Flanders is preparing to test its non-mandatory voting policy for local elections next year.

The region voted to remove the obligation to vote in local elections beginning in 2024, but it will still be mandatory to vote in regional ones.

“A lot of attention will be focused on these local elections in Flanders,” Jean-Benoit Pilet, a political scientist at ULB, told RTL.

“If we see that there is a big abstention, I don't think that will convince many people at other levels of government to do the same thing. On the other hand, if voters turn out in large numbers despite the fact that there is no obligation to do so, the debate could be reopened.”

Belgium boasts high participation rates in elections, thanks in part to compulsory voting: 75% of Belgians are expected to go to the polls in 2024. The rest will likely abstain - and pay a possible fine - or vote blank.

But while the obligation is being removed for local elections, Pilet said that this first test will be complicated.

“It will be a very special context because it will be only a few months after the federal, regional and European elections, and we will no doubt be involved in very long government negotiations, so that could increase mistrust, and abstention or even protest votes for those who don't vote,” Pilet said.

“There will be a lot of attention paid to what happens in Flanders. But if we look at other countries that have made voting non-mandatory, we should see a fall in turnout of 20% to 30%. We saw this in the Netherlands and Chile a few years ago.”

A large number of voters have their votes registered but the number is falling, particularly in towns and cities and in provinces where the socio-economic situation is more difficult.

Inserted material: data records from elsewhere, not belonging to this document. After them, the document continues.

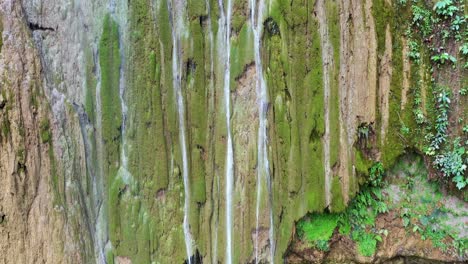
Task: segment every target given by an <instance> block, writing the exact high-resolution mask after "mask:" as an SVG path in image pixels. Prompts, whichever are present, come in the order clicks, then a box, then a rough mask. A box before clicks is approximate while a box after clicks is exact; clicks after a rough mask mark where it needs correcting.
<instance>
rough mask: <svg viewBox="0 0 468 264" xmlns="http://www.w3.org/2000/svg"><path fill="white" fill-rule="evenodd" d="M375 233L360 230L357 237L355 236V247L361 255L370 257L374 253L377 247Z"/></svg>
mask: <svg viewBox="0 0 468 264" xmlns="http://www.w3.org/2000/svg"><path fill="white" fill-rule="evenodd" d="M374 236H375V235H373V234H369V233H365V232H360V233H359V238H357V247H358V251H359V253H360V254H361V255H363V256H366V257H370V256H372V255H374V254H375V251H376V249H377V240H376V239H375V238H374Z"/></svg>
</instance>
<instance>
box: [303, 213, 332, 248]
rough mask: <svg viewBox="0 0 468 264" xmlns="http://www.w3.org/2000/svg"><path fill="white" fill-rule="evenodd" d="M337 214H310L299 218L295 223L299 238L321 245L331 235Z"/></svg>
mask: <svg viewBox="0 0 468 264" xmlns="http://www.w3.org/2000/svg"><path fill="white" fill-rule="evenodd" d="M338 220H339V215H338V214H312V215H309V216H307V217H306V218H305V219H301V220H299V222H298V223H297V225H296V228H297V234H298V235H299V238H300V239H301V240H305V241H308V242H311V243H313V244H314V245H315V246H316V247H319V248H320V247H322V246H323V244H324V242H323V241H326V242H328V240H330V238H331V237H332V235H333V231H334V230H335V229H336V227H337V226H338Z"/></svg>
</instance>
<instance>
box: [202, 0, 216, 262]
mask: <svg viewBox="0 0 468 264" xmlns="http://www.w3.org/2000/svg"><path fill="white" fill-rule="evenodd" d="M205 4H206V10H207V13H208V24H207V27H208V41H209V43H210V79H209V93H210V101H209V104H210V106H211V107H213V109H214V105H215V100H214V98H215V96H214V76H215V74H214V48H213V44H214V41H213V27H212V22H211V19H212V16H211V5H210V0H205ZM216 179H217V181H216V188H217V190H216V192H217V193H218V194H219V177H216ZM217 212H219V206H218V211H217ZM218 225H219V213H218V214H216V219H215V223H214V232H212V234H213V237H212V239H213V240H212V241H211V243H212V258H211V263H218Z"/></svg>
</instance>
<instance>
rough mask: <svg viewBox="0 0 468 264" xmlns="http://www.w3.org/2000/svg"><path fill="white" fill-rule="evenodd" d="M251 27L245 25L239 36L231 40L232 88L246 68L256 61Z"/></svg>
mask: <svg viewBox="0 0 468 264" xmlns="http://www.w3.org/2000/svg"><path fill="white" fill-rule="evenodd" d="M251 33H252V31H251V30H250V28H249V25H247V24H244V25H243V26H242V29H241V30H240V33H239V36H237V37H233V38H232V40H231V88H233V87H234V86H235V84H236V79H237V78H239V77H240V76H241V75H242V73H243V72H244V70H245V66H246V65H247V64H249V63H251V62H252V61H253V60H254V51H253V36H252V34H251Z"/></svg>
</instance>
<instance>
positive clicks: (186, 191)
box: [168, 1, 193, 264]
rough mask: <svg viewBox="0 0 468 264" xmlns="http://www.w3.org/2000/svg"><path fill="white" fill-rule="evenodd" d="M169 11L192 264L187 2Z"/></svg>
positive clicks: (188, 241)
mask: <svg viewBox="0 0 468 264" xmlns="http://www.w3.org/2000/svg"><path fill="white" fill-rule="evenodd" d="M168 7H169V10H171V19H170V20H171V23H172V74H173V78H172V81H173V88H174V94H175V97H176V100H177V102H176V103H177V110H178V116H179V140H180V147H181V152H182V176H183V179H184V192H185V201H184V222H183V229H184V237H185V249H186V251H187V261H188V263H189V264H191V259H190V257H191V256H192V243H193V240H192V236H191V234H190V226H189V219H188V217H189V212H190V189H189V188H190V184H189V171H188V169H189V168H188V156H187V143H186V139H185V109H184V97H183V95H182V87H181V86H182V79H181V78H182V64H183V63H182V56H181V52H182V47H181V35H182V33H184V31H185V28H184V21H183V18H184V15H183V14H184V10H185V1H175V5H174V6H172V2H171V1H168Z"/></svg>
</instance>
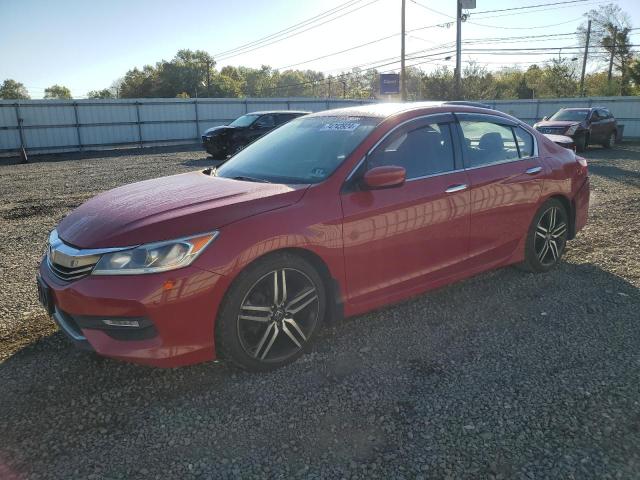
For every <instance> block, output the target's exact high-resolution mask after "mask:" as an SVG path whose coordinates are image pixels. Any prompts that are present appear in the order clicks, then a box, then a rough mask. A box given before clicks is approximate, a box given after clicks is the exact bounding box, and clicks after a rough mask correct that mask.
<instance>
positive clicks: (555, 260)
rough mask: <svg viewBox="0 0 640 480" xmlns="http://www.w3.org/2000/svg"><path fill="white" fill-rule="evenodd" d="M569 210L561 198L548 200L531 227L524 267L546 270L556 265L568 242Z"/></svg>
mask: <svg viewBox="0 0 640 480" xmlns="http://www.w3.org/2000/svg"><path fill="white" fill-rule="evenodd" d="M568 233H569V222H568V215H567V211H566V210H565V208H564V205H562V203H561V202H560V201H559V200H556V199H554V198H552V199H549V200H547V201H546V202H545V203H544V204H543V205H542V207H540V209H539V210H538V212H537V213H536V215H535V217H534V218H533V222H532V223H531V226H530V227H529V232H528V233H527V239H526V244H525V261H524V262H523V264H522V267H523V268H524V269H525V270H528V271H531V272H546V271H548V270H550V269H552V268H553V267H555V266H556V265H557V264H558V262H559V261H560V258H561V257H562V254H563V253H564V249H565V246H566V244H567V236H568Z"/></svg>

“Even now, despite compulsory voting, voter turnout is down to around 75%-80%, so this is already a sharp decline,” said Pilet, adding that while making voting mandatory can bring people back to the polls, it can also hide citizens’ growing dissatisfaction with politics.

“It's perhaps the tree that hides the forest, because if this vote were no longer compulsory, there would be a whole series of people who would express their dissatisfaction or disinterestedness by no longer voting.

"That's the double-edged sword of compulsory voting: it's good because it brings people back to the ballot box, people who wouldn't normally vote, and in particular the most disadvantaged and vulnerable. But at the same time, it hides the fact that there is more discontent than in a democracy that would spontaneously bring 80% of voters to the polls.”

Other estimates are lower than the 75% expected to vote in 2024, with a UHasselt survey titled ‘My Municipality and Me’ putting the figure closer to 69%.

In that survey, 69% of Flemish people said they will definitely vote, 8% say they will definitely not and 23% have not yet decided.

“Each party will have to defend democracy in itself and explain why voting is important,” Flemish minister of home affairs Bart Somers (Open VLD) said. “Voters will not vote because they are obliged to, but because they want to.”

Somers said compulsory voting in Belgium was somewhat eroded anyway, saying that at least 10% of people do not vote regardless of the obligation.

“I think it is a moral responsibility for every citizen to make use of their vote,” Somers said. “I think that moral responsibility is better fulfilled if political parties also know that they have to motivate people to vote.”

The new regulations only apply to local elections in Flanders, and therefore not in Wallonia or Brussels.

But Somers is looking beyond: “Hopefully these reforms are a harbinger for reforms at other levels.”